Operating Systems

Start Lecture #5

Remark: The format for lab2 output was stated on the mailing list.

Chapter 6 Deadlocks

deadlock gridlock

Remark: Deadlocks are closely related to process management so belong here, right after chapter 2. It was here in 2e. A goal of 3e is to make sure that the basic material gets covered in one semester. But I know we will do the first 6 chapters so there is no need for us to postpone the study of deadlock.

A deadlock occurs when every member of a set of processes is waiting for an event that can only be caused by a member of the set.

Often the event waited for is the release of a resource.

In the automotive world deadlocks are called gridlocks.

For a computer science example consider two processes A and B that each want to print a file currently on a CD-ROM Drive.

  1. A has obtained ownership of the printer and will release it after getting the CD Drive and printing one file.
  2. B has obtained ownership of the CD drive and will release it after getting the printer and printing one file.
  3. A tries to get ownership of the drive, but is told to wait for B to release it.
  4. B tries to get ownership of the printer, but is told to wait for A to release it.

Bingo: deadlock!

6.1 Resources

The resource is the object granted to a process.

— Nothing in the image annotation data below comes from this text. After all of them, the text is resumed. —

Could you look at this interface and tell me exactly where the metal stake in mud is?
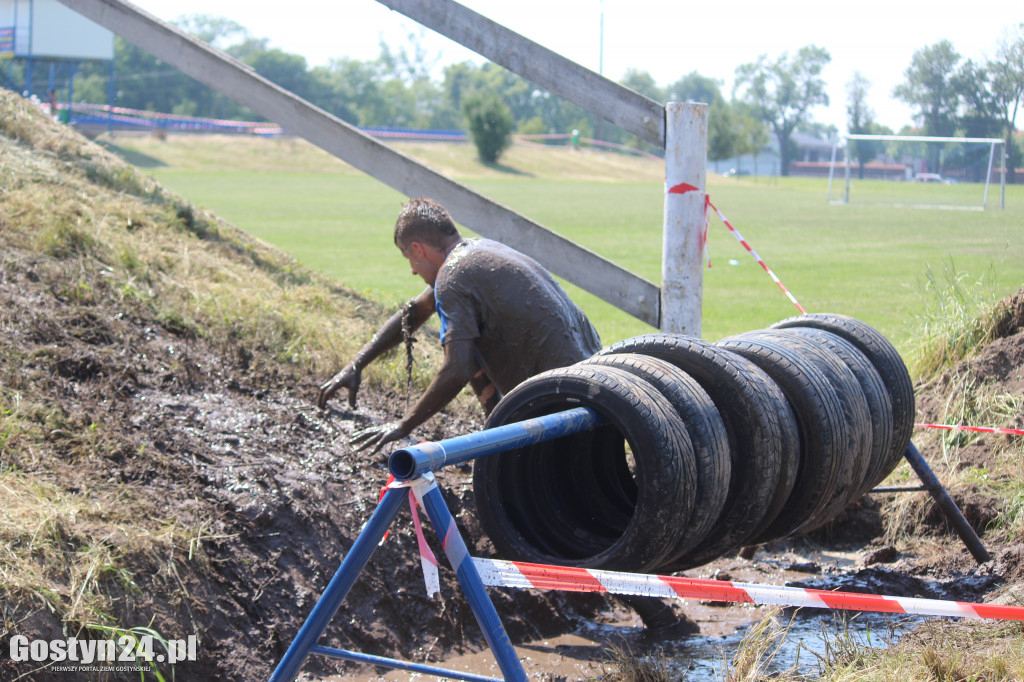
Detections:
[270,408,603,682]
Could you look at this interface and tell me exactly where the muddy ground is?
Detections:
[0,95,1024,680]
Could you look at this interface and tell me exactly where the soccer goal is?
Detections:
[827,135,1007,211]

6.1.1 Preemptable and Nonpreemptable Resources

Resources come in two types

  1. Preemptable, meaning that the resource can be taken away from its current owner (and given back later). An example is memory.
  2. Non-preemptable, meaning that the resource cannot be taken away. An example is a printer.

The interesting issues arise with non-preemptable resources so those are the ones we study.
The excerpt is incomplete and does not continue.